Strike threatens last jewel
A mediator was trying to settle a labor dispute at Belmont Park.
As Governor Andrew Cuomo urged both sides to reach agreement, an official with the union representing maintenance and starting gate workers at the New York racetrack said he hadn’t heard of any progress as the mediator continued to meet with the New York Racing Association and union leaders.
About 150 union members at NYRA’s Belmont, Aqueduct and Saratoga tracks have been working without a contract since February 2011, a year after the previous contract was given a one-year extension. The workers last month authorized a strike to begin Friday, a day before the running of the final jewel in the Triple Crown.
Vincent McElroen, financial secretary for Local 3 of the International Brotherhood of Electrical Workers, denied that the union waited until the week before the Belmont Stakes to threaten a labor action.
“We’ve been trying to get a deal for two years now,’’ he said from the union local’s headquarters in Queens. “The workers are just completely frustrated. No one’s looking to disrupt the Belmont Stakes.’’
Lukas kicked in head
Hall of Fame trainer D. Wayne Lukas was hospitalized after one of his horses reared up and kicked him in the head.
The 74-year-old Lukas said from the hospital that he will be fine and he expects to return to the track Wednesday.

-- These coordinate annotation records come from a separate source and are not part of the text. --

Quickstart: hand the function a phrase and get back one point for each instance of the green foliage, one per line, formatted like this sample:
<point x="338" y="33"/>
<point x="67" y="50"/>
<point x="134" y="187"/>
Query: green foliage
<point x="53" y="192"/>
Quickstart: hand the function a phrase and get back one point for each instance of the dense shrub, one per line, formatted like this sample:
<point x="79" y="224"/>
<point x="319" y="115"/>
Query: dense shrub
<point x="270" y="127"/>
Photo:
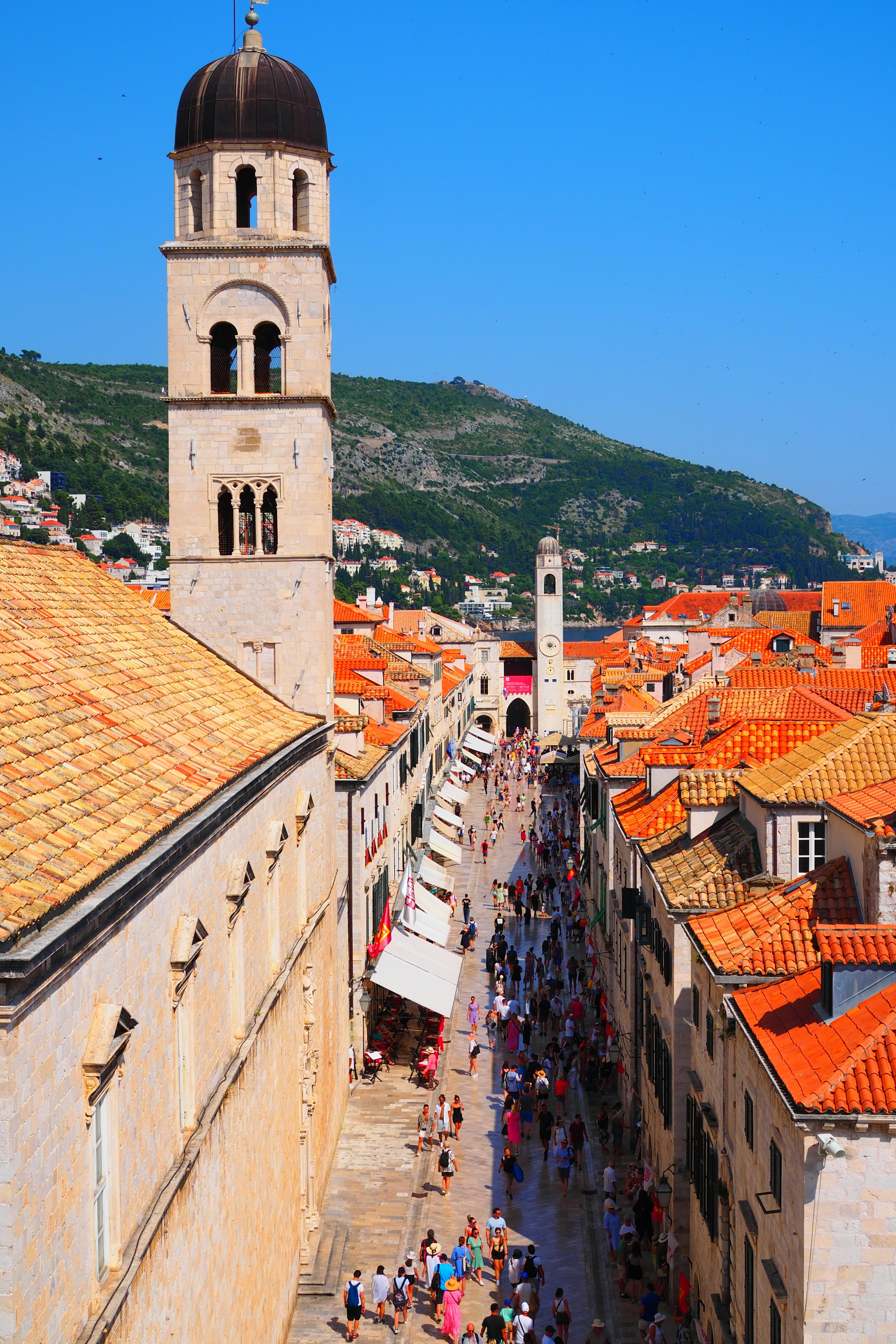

Jockey agent Ron Anderson says Lukas was in his barn at Belmont Park when Hamazing Destiny reared up and struck him. Anderson says Lukas was conscious and talking but will need stitches.
He is scheduled to saddle Optimizer in Saturday’s Belmont Stakes.
A historical call?
If I’ll Have Another becomes horse racing’s 12th Triple Crown winner and first in 34 years, he’ll take Larry Collmus into the history books with him.
The 45-year-old announcer from Baltimore has five Triple Crown races under his belt since becoming NBC’s announcer last April. He got the gig after longtime caller Tom Durkin decided to step down from the network telecast.